Determine the electric force of a -8.0uc charge would experience when placed 14cm to the left of a 5.0uc charge.
got 18N, but I'm not sure if I add the negative to the answer
To determine the electric force between two charges, you can use Coulomb's law. Coulomb's law states that the electric force between two charges is directly proportional to the product of their charges and inversely proportional to the square of the distance between them.
In this case, you have:
Charge 1 (q1) = -8.0 μC (negative charge)
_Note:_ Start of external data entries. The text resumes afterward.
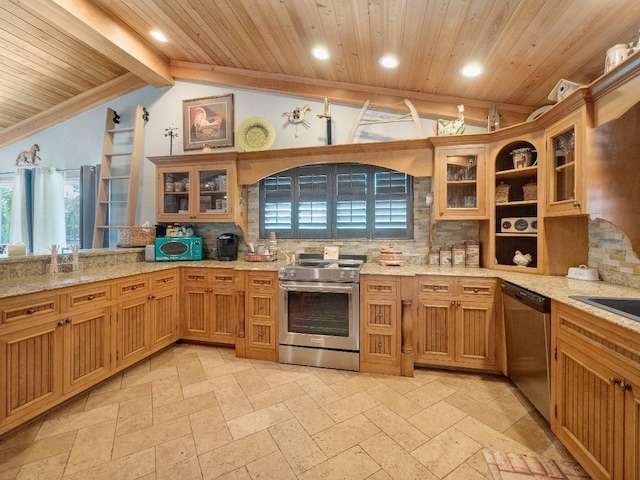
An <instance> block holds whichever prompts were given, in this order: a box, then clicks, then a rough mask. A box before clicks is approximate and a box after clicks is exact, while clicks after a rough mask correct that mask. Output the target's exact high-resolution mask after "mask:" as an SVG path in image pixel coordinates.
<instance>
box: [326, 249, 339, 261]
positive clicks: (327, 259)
mask: <svg viewBox="0 0 640 480" xmlns="http://www.w3.org/2000/svg"><path fill="white" fill-rule="evenodd" d="M339 256H340V247H324V259H325V260H337V259H338V257H339Z"/></svg>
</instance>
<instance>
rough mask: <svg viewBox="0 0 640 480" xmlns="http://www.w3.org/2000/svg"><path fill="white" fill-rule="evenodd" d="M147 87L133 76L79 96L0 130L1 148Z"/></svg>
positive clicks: (108, 84) (97, 87) (100, 85)
mask: <svg viewBox="0 0 640 480" xmlns="http://www.w3.org/2000/svg"><path fill="white" fill-rule="evenodd" d="M146 86H147V84H146V82H144V81H143V80H141V79H140V78H138V77H137V76H135V75H134V74H133V73H125V74H124V75H122V76H120V77H118V78H115V79H113V80H111V81H109V82H107V83H104V84H102V85H100V86H99V87H96V88H94V89H92V90H89V91H87V92H84V93H81V94H80V95H76V96H75V97H73V98H70V99H69V100H66V101H64V102H62V103H60V104H58V105H56V106H54V107H51V108H49V109H48V110H45V111H43V112H40V113H38V114H36V115H33V116H31V117H29V118H27V119H25V120H23V121H21V122H19V123H16V124H15V125H12V126H11V127H7V128H5V129H3V130H0V148H3V147H6V146H7V145H10V144H12V143H15V142H17V141H18V140H22V139H23V138H26V137H29V136H31V135H35V134H36V133H39V132H41V131H43V130H46V129H47V128H49V127H53V126H54V125H57V124H58V123H61V122H64V121H65V120H69V119H70V118H73V117H75V116H77V115H80V114H82V113H85V112H87V111H89V110H91V109H92V108H95V107H97V106H99V105H102V104H103V103H105V102H108V101H109V100H113V99H114V98H119V97H121V96H123V95H126V94H127V93H131V92H133V91H134V90H138V89H140V88H143V87H146Z"/></svg>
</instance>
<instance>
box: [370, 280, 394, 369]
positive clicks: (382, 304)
mask: <svg viewBox="0 0 640 480" xmlns="http://www.w3.org/2000/svg"><path fill="white" fill-rule="evenodd" d="M361 278H362V281H361V283H360V288H361V296H362V300H361V302H360V317H361V319H360V326H361V331H360V371H362V372H373V373H386V374H390V375H399V374H400V340H401V336H400V315H401V301H400V278H399V277H395V276H383V275H380V276H373V275H371V276H370V275H363V276H362V277H361Z"/></svg>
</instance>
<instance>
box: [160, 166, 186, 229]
mask: <svg viewBox="0 0 640 480" xmlns="http://www.w3.org/2000/svg"><path fill="white" fill-rule="evenodd" d="M190 187H191V172H190V169H188V168H182V169H181V168H167V169H163V170H162V171H159V172H158V185H157V186H156V188H157V191H158V194H159V195H158V196H159V197H160V198H159V199H158V200H159V201H158V202H157V206H158V209H159V210H160V211H158V212H157V214H158V218H159V219H160V218H161V217H167V216H170V217H172V219H176V218H180V217H183V218H184V219H188V218H189V216H190V206H191V201H190Z"/></svg>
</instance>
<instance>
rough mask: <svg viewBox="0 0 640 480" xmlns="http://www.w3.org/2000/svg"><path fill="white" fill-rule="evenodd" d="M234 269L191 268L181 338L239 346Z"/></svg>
mask: <svg viewBox="0 0 640 480" xmlns="http://www.w3.org/2000/svg"><path fill="white" fill-rule="evenodd" d="M234 282H235V272H234V271H233V270H230V269H205V268H200V269H198V268H195V269H192V268H189V269H185V271H184V274H183V286H184V287H183V291H182V299H183V320H182V328H181V332H182V334H181V336H182V338H185V339H194V340H203V341H209V342H213V343H220V344H224V345H235V338H236V335H235V330H236V319H237V316H238V311H237V293H236V290H235V283H234Z"/></svg>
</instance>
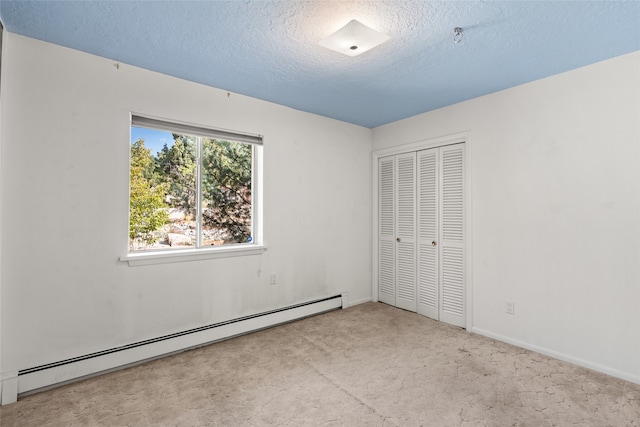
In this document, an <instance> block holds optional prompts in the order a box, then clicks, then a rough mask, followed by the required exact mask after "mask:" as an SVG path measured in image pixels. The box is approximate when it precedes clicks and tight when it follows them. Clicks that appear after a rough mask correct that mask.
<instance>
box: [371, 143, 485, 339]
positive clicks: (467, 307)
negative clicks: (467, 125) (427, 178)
mask: <svg viewBox="0 0 640 427" xmlns="http://www.w3.org/2000/svg"><path fill="white" fill-rule="evenodd" d="M458 143H464V145H465V155H464V156H465V162H464V164H465V166H464V167H465V169H464V173H465V177H464V179H465V187H466V188H467V189H468V190H467V191H466V199H465V203H466V205H465V218H464V224H465V233H466V235H465V246H464V256H465V279H464V280H465V294H466V301H465V305H466V306H465V319H466V329H467V330H471V328H472V327H473V280H472V278H473V275H472V272H473V245H472V242H473V221H472V219H473V210H472V209H473V206H472V203H471V201H472V200H473V199H472V194H473V187H472V185H473V181H472V179H471V176H472V174H471V172H472V166H471V165H472V163H473V157H472V155H471V154H472V143H471V131H466V132H459V133H455V134H451V135H445V136H441V137H437V138H430V139H425V140H420V141H414V142H410V143H407V144H402V145H397V146H394V147H389V148H384V149H381V150H375V151H373V152H372V158H371V171H372V181H373V185H372V194H371V200H372V212H373V215H372V217H373V218H372V220H373V221H372V225H371V227H372V245H371V246H372V252H371V265H372V276H371V277H372V283H371V296H372V298H371V300H372V301H375V302H377V301H378V287H377V283H378V160H379V159H380V158H381V157H387V156H393V155H397V154H402V153H407V152H411V151H420V150H426V149H429V148H436V147H442V146H445V145H451V144H458Z"/></svg>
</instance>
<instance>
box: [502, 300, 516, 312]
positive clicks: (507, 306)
mask: <svg viewBox="0 0 640 427" xmlns="http://www.w3.org/2000/svg"><path fill="white" fill-rule="evenodd" d="M504 311H505V313H507V314H515V303H514V302H513V301H507V302H506V303H505V305H504Z"/></svg>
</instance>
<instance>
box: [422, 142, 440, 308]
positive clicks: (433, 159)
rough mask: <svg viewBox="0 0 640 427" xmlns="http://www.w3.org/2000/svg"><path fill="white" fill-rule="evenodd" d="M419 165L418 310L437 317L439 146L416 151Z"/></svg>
mask: <svg viewBox="0 0 640 427" xmlns="http://www.w3.org/2000/svg"><path fill="white" fill-rule="evenodd" d="M417 165H418V241H417V250H418V271H417V279H418V280H417V291H418V293H417V300H418V301H417V302H418V313H420V314H422V315H424V316H427V317H431V318H432V319H436V320H438V317H439V314H438V307H439V302H438V301H439V289H438V288H439V286H438V283H439V277H438V276H439V275H438V264H439V263H438V249H439V248H438V246H437V241H438V239H439V235H438V219H439V218H438V217H439V214H438V190H439V188H438V172H439V170H438V149H437V148H432V149H430V150H424V151H419V152H418V153H417Z"/></svg>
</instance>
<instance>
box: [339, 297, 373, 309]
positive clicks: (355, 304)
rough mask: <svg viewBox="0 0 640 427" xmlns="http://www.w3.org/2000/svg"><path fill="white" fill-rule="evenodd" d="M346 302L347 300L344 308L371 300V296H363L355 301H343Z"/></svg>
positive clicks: (363, 302)
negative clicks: (360, 298) (364, 297)
mask: <svg viewBox="0 0 640 427" xmlns="http://www.w3.org/2000/svg"><path fill="white" fill-rule="evenodd" d="M344 302H347V305H346V306H344V305H343V306H342V308H347V307H353V306H354V305H359V304H364V303H365V302H371V297H369V298H361V299H358V300H354V301H343V303H344Z"/></svg>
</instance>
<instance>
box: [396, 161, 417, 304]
mask: <svg viewBox="0 0 640 427" xmlns="http://www.w3.org/2000/svg"><path fill="white" fill-rule="evenodd" d="M396 162H397V169H398V173H397V177H398V179H397V187H396V189H397V206H396V215H397V216H396V218H397V220H396V307H400V308H404V309H405V310H411V311H416V255H417V254H416V153H415V152H413V153H405V154H400V155H397V156H396Z"/></svg>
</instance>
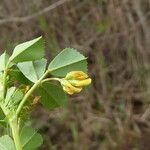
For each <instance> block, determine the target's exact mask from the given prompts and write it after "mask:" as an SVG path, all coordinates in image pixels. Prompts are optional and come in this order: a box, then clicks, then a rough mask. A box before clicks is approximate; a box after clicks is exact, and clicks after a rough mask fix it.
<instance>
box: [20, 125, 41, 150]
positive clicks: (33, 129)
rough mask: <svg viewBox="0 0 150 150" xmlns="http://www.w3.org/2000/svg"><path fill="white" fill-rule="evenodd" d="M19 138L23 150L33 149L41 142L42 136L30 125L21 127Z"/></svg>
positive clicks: (37, 146) (39, 144)
mask: <svg viewBox="0 0 150 150" xmlns="http://www.w3.org/2000/svg"><path fill="white" fill-rule="evenodd" d="M20 140H21V144H22V147H23V150H35V149H37V148H38V147H39V146H40V145H42V143H43V139H42V136H41V135H40V134H39V133H37V131H35V130H34V129H32V128H31V127H23V129H22V130H21V133H20Z"/></svg>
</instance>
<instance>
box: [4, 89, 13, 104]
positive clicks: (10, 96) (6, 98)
mask: <svg viewBox="0 0 150 150" xmlns="http://www.w3.org/2000/svg"><path fill="white" fill-rule="evenodd" d="M15 91H16V87H11V88H9V89H8V90H7V94H6V98H5V105H7V104H8V103H9V101H10V100H11V97H12V96H13V94H14V93H15Z"/></svg>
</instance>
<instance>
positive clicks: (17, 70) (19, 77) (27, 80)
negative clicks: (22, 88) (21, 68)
mask: <svg viewBox="0 0 150 150" xmlns="http://www.w3.org/2000/svg"><path fill="white" fill-rule="evenodd" d="M8 75H9V77H10V81H11V82H13V83H14V82H16V81H18V82H20V83H22V84H24V85H30V84H32V82H30V81H29V80H28V79H27V78H26V77H25V76H24V75H23V73H22V72H21V71H20V70H19V69H13V70H12V69H11V70H9V71H8Z"/></svg>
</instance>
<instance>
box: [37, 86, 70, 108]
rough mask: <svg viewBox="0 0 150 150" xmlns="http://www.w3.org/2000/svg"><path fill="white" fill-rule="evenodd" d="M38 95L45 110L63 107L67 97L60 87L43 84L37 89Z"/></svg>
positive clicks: (57, 86) (65, 101)
mask: <svg viewBox="0 0 150 150" xmlns="http://www.w3.org/2000/svg"><path fill="white" fill-rule="evenodd" d="M39 93H40V95H41V103H42V104H43V106H44V107H45V108H48V109H52V108H57V107H63V106H66V104H67V96H66V94H65V93H64V91H63V90H62V88H61V87H59V86H57V85H54V84H49V83H43V84H42V85H41V86H40V87H39Z"/></svg>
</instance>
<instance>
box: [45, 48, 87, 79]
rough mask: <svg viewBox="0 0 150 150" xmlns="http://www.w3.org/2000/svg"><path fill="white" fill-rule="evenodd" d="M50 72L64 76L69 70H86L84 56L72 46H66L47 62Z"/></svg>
mask: <svg viewBox="0 0 150 150" xmlns="http://www.w3.org/2000/svg"><path fill="white" fill-rule="evenodd" d="M48 69H49V70H50V73H51V74H52V75H55V76H60V77H64V76H65V75H66V74H67V73H68V72H70V71H83V72H87V61H86V58H85V57H84V56H83V55H82V54H80V53H79V52H77V50H75V49H73V48H66V49H64V50H63V51H62V52H61V53H59V54H58V55H57V56H56V57H55V58H54V59H53V61H52V62H51V63H50V64H49V67H48Z"/></svg>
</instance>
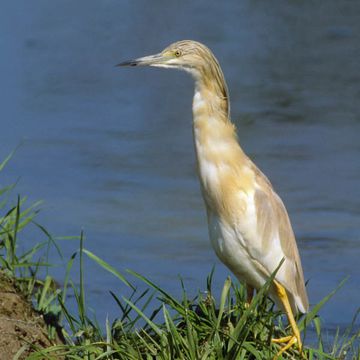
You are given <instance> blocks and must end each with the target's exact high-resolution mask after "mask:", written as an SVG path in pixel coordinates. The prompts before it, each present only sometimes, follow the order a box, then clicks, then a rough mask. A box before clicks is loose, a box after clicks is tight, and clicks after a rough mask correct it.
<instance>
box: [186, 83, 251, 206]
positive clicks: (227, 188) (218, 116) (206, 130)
mask: <svg viewBox="0 0 360 360" xmlns="http://www.w3.org/2000/svg"><path fill="white" fill-rule="evenodd" d="M193 131H194V143H195V152H196V157H197V163H198V170H199V177H200V182H201V188H202V193H203V197H204V199H205V203H206V205H207V207H208V209H212V211H216V212H221V211H222V212H224V211H225V210H226V209H223V210H221V208H224V203H223V202H222V201H221V199H223V198H224V196H226V191H228V189H229V184H231V183H234V182H236V181H237V180H236V179H237V178H238V175H239V174H241V173H242V169H243V167H244V165H245V164H246V161H247V160H246V159H247V157H246V155H245V154H244V153H243V151H242V149H241V148H240V146H239V144H238V142H237V136H236V129H235V126H234V125H233V124H232V123H231V121H230V119H229V117H228V112H227V103H226V102H224V98H223V97H222V96H221V93H218V92H216V91H214V89H209V87H207V86H204V85H203V84H201V83H199V82H198V83H197V84H196V86H195V95H194V100H193ZM227 209H229V207H227Z"/></svg>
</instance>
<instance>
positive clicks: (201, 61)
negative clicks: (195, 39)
mask: <svg viewBox="0 0 360 360" xmlns="http://www.w3.org/2000/svg"><path fill="white" fill-rule="evenodd" d="M146 65H147V66H156V67H163V68H174V69H181V70H185V71H188V72H190V73H191V74H192V75H193V76H194V77H195V78H199V77H204V76H209V75H212V76H213V75H214V74H213V71H214V70H215V72H217V73H218V72H219V71H220V73H221V69H220V66H219V64H218V62H217V60H216V58H215V56H214V55H213V53H212V52H211V51H210V49H209V48H207V47H206V46H205V45H203V44H201V43H199V42H197V41H192V40H182V41H178V42H175V43H173V44H171V45H169V46H168V47H166V48H165V49H164V50H163V51H162V52H160V53H158V54H155V55H150V56H144V57H141V58H138V59H133V60H128V61H124V62H122V63H120V64H118V65H117V66H146ZM221 75H222V73H221Z"/></svg>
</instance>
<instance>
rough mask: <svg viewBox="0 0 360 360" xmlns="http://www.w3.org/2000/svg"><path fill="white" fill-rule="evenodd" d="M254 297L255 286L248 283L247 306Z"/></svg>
mask: <svg viewBox="0 0 360 360" xmlns="http://www.w3.org/2000/svg"><path fill="white" fill-rule="evenodd" d="M253 297H254V288H253V287H252V286H251V285H249V284H246V303H245V306H246V307H247V308H248V307H249V306H250V304H251V301H252V299H253Z"/></svg>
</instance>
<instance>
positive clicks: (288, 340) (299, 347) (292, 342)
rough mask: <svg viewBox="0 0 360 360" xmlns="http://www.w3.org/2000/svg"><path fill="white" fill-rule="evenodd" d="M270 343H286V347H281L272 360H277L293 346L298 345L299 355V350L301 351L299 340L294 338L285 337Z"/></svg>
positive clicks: (296, 337) (301, 348) (297, 338)
mask: <svg viewBox="0 0 360 360" xmlns="http://www.w3.org/2000/svg"><path fill="white" fill-rule="evenodd" d="M271 341H272V342H273V343H275V344H284V343H286V345H285V346H283V347H282V348H281V349H280V351H279V352H278V353H277V354H276V355H275V356H274V358H273V360H277V359H278V358H279V357H280V355H281V354H282V353H283V352H285V351H286V350H288V349H290V348H291V347H292V346H293V345H294V344H298V347H299V351H300V354H301V350H302V345H301V340H300V338H299V339H298V338H297V337H296V336H285V337H283V338H280V339H271Z"/></svg>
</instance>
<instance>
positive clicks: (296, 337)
mask: <svg viewBox="0 0 360 360" xmlns="http://www.w3.org/2000/svg"><path fill="white" fill-rule="evenodd" d="M274 285H275V289H276V294H277V296H278V297H279V299H280V301H281V303H282V304H283V306H284V309H285V313H286V315H287V317H288V319H289V323H290V326H291V329H292V332H293V334H292V335H291V336H285V337H283V338H280V339H272V340H271V341H272V342H274V343H277V344H282V343H286V345H285V346H284V347H282V348H281V350H280V351H279V352H278V353H277V354H276V356H275V357H274V360H275V359H277V358H278V357H279V356H280V355H281V354H282V353H283V352H284V351H286V350H287V349H289V348H290V347H291V346H293V345H294V344H296V343H297V344H298V347H299V351H300V353H301V350H302V344H301V338H300V332H299V329H298V327H297V324H296V322H295V319H294V315H293V313H292V310H291V306H290V303H289V298H288V296H287V293H286V290H285V288H284V287H283V286H282V285H281V284H279V283H278V282H277V281H274Z"/></svg>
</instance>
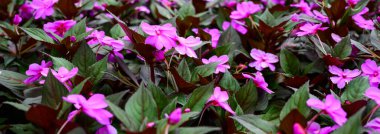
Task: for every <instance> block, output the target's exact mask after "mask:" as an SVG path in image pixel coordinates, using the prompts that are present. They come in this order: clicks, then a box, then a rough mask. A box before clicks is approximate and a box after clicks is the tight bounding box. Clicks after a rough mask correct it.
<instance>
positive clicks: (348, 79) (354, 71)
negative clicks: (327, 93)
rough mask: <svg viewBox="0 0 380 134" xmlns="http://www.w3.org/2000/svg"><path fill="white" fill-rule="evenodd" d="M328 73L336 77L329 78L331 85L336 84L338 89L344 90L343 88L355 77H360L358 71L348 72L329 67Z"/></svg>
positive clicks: (336, 67) (335, 66) (334, 76)
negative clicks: (332, 83)
mask: <svg viewBox="0 0 380 134" xmlns="http://www.w3.org/2000/svg"><path fill="white" fill-rule="evenodd" d="M329 72H330V73H331V74H334V75H336V76H333V77H330V80H331V82H332V83H334V84H337V85H338V88H339V89H342V88H344V86H345V85H346V84H347V83H349V82H350V81H351V80H352V79H354V78H355V77H356V76H359V75H360V73H361V72H360V71H359V69H354V70H349V69H344V70H342V69H340V68H338V67H336V66H329Z"/></svg>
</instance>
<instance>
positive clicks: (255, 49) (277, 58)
mask: <svg viewBox="0 0 380 134" xmlns="http://www.w3.org/2000/svg"><path fill="white" fill-rule="evenodd" d="M250 55H251V57H252V58H253V59H254V60H255V61H254V62H251V63H249V66H250V67H255V68H256V70H258V71H261V70H263V69H264V68H267V67H268V68H269V69H270V70H271V71H274V70H275V69H276V67H275V66H274V65H273V64H274V63H277V62H278V57H277V56H276V55H274V54H271V53H265V52H264V51H261V50H259V49H252V50H251V54H250Z"/></svg>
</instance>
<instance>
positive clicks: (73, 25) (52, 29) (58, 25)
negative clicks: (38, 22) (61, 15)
mask: <svg viewBox="0 0 380 134" xmlns="http://www.w3.org/2000/svg"><path fill="white" fill-rule="evenodd" d="M75 24H76V22H75V21H74V20H58V21H55V22H49V23H46V24H44V30H45V31H46V32H48V33H54V34H57V35H58V36H60V37H63V35H65V33H66V32H67V31H68V30H69V29H70V28H71V27H73V26H74V25H75Z"/></svg>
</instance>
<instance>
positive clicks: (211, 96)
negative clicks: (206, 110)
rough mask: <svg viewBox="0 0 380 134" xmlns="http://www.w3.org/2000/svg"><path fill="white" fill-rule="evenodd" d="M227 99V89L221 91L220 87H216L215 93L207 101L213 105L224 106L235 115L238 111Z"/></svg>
mask: <svg viewBox="0 0 380 134" xmlns="http://www.w3.org/2000/svg"><path fill="white" fill-rule="evenodd" d="M227 100H228V93H227V91H221V89H220V87H215V88H214V94H212V95H211V97H210V98H209V99H208V101H207V103H209V104H211V105H213V106H219V107H222V108H223V109H225V110H226V111H228V112H230V113H231V114H232V115H235V114H236V113H235V112H234V111H233V110H232V109H231V107H230V106H229V105H228V102H227Z"/></svg>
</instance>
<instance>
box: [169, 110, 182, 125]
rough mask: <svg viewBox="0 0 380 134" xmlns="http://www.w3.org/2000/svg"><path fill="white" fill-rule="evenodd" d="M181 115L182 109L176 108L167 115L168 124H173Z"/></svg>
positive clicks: (176, 120)
mask: <svg viewBox="0 0 380 134" xmlns="http://www.w3.org/2000/svg"><path fill="white" fill-rule="evenodd" d="M181 117H182V109H181V108H177V109H175V110H174V111H173V112H172V113H170V115H169V116H168V117H167V118H168V123H169V124H170V125H175V124H177V123H178V122H179V121H181Z"/></svg>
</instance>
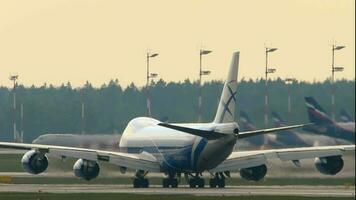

Charge 2 (q2) = 5.0 μC (positive charge)
Distance (r) = 14 cm = 0.14 m
To calculate the electric force (F), you can use the formula:
F = k * (|q1| * |q2|) / r^2
where k is the electrostatic constant, equal to 9 × 10^9 N·m²/C².
Since both charges are given in microcoulombs (μC), you need to convert them to coulombs (C) by dividing by 10^6.
Calculating the electric force:
F = (9 × 10^9 N·m²/C²) * ((8.0 × 10^-6 C) * (5.0 × 10^-6 C)) / (0.14 m)^2
F = (9 × 10^9 N·m²/C²) * (4.0 × 10^-11 C²) / 0.0196 m²
F ≈ 1.84 N
Since the force between the charges is attractive due to the opposite signs of the charges, you should include the negative sign in the answer.
Therefore, the electric force experienced by the -8.0 μC charge when placed 14 cm to the left of the 5.0 μC charge is approximately -1.84 N.